Она заявила: этот ребенок - малыш стоял и молчал, как рассказывала мама,
выглядел очень несчастным - сын, да-да, сын его друга, а она жена, но не
обвенчанная. Ветлугин умер и просил перед смертью разыскать отца, чтобы он
позаботился о ребенке. Дама собирается выходить замуж, а ее жених не
намерен воспитывать чужого ребенка. Она в отчаянии, не знает, что делать,
и умоляет приютить его ненадолго. Короче, мальчуган - звали его Юлием -
остался в семье, а мамаша так больше и не объявлялась. Своих детей у моих
родителей тогда еще не было, и к приемышу относились, как к родному.
Однако парнишка оказался уже испорченным. Когда я появился на свет, ему
было лет двенадцать-четырнадцать, однако он умудрился вылететь из
нескольких школ и наконец устроился учеником в какое-то маклерское бюро,
но прилежанием не отличался. Мне тогда исполнилось пять лет. Дружбы меж
нами не получилось - он меня просто высокомерно игнорировал, и не только
из-за разницы в возрасте. Юлий отличался какой-то патологической
жестокостью и злобой. Однажды я застал его, когда он расстреливал из
пневматической винтовки собаку. Бедное животное металось по саду, не
понимая, откуда приходит эта настигающая ее повсюду боль. Он же с
садистским наслаждением всаживал в собачонку пулю за пулей.
Как-то, уже будучи юношей, он заявился домой и объявил с апломбом:
записался наемником в иностранный легион в Африку. Отец возмутился и
потребовал объяснений. Разразился скандал. На утро Ветлугин исчез, и папа
запретил даже упоминать о нем. Вот его-то я и встретил в том баре. -
Уваров прикрыл глаза и заскрипел зубами.


В мрачноватом холле, отбрасывая на стены отблески, вспыхивали
разноцветные огоньки. У стойки толпились посетители, их было еще мало.

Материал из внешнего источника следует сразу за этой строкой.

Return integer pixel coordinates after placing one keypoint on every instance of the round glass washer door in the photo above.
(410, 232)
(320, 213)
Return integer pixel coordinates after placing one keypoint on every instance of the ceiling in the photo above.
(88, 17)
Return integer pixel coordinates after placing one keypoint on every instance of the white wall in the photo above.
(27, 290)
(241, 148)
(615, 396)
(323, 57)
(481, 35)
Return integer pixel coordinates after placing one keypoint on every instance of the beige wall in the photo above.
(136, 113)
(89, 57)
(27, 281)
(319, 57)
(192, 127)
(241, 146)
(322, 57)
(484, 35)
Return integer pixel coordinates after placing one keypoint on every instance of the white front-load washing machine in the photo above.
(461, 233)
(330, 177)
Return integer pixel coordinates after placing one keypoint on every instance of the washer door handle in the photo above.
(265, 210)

Из-за малиновых портьер, свисающих над входом в общий зал, выплескивались
потоки джазовой музыки. Пахло сигаретами, духами и коньяком. За широкими
окнами лил дождь. Уваров присел за столик справа и наблюдал, как в лужах
лопаются водяные пузырьки. Было без десяти пять. На миг его кольнуло
сомнение - может, перепутал что-либо, странное место выбрал референт для
делового разговора. А впрочем, ему виднее, значит, здесь удобней.
В коридорчике, ведущем к туалету, стояли двое и, стараясь быть
незамеченными, пристально наблюдали за Уваровым.
- Так, - произнес тот, что повыше и посолиднее. - Пришел. Ждет.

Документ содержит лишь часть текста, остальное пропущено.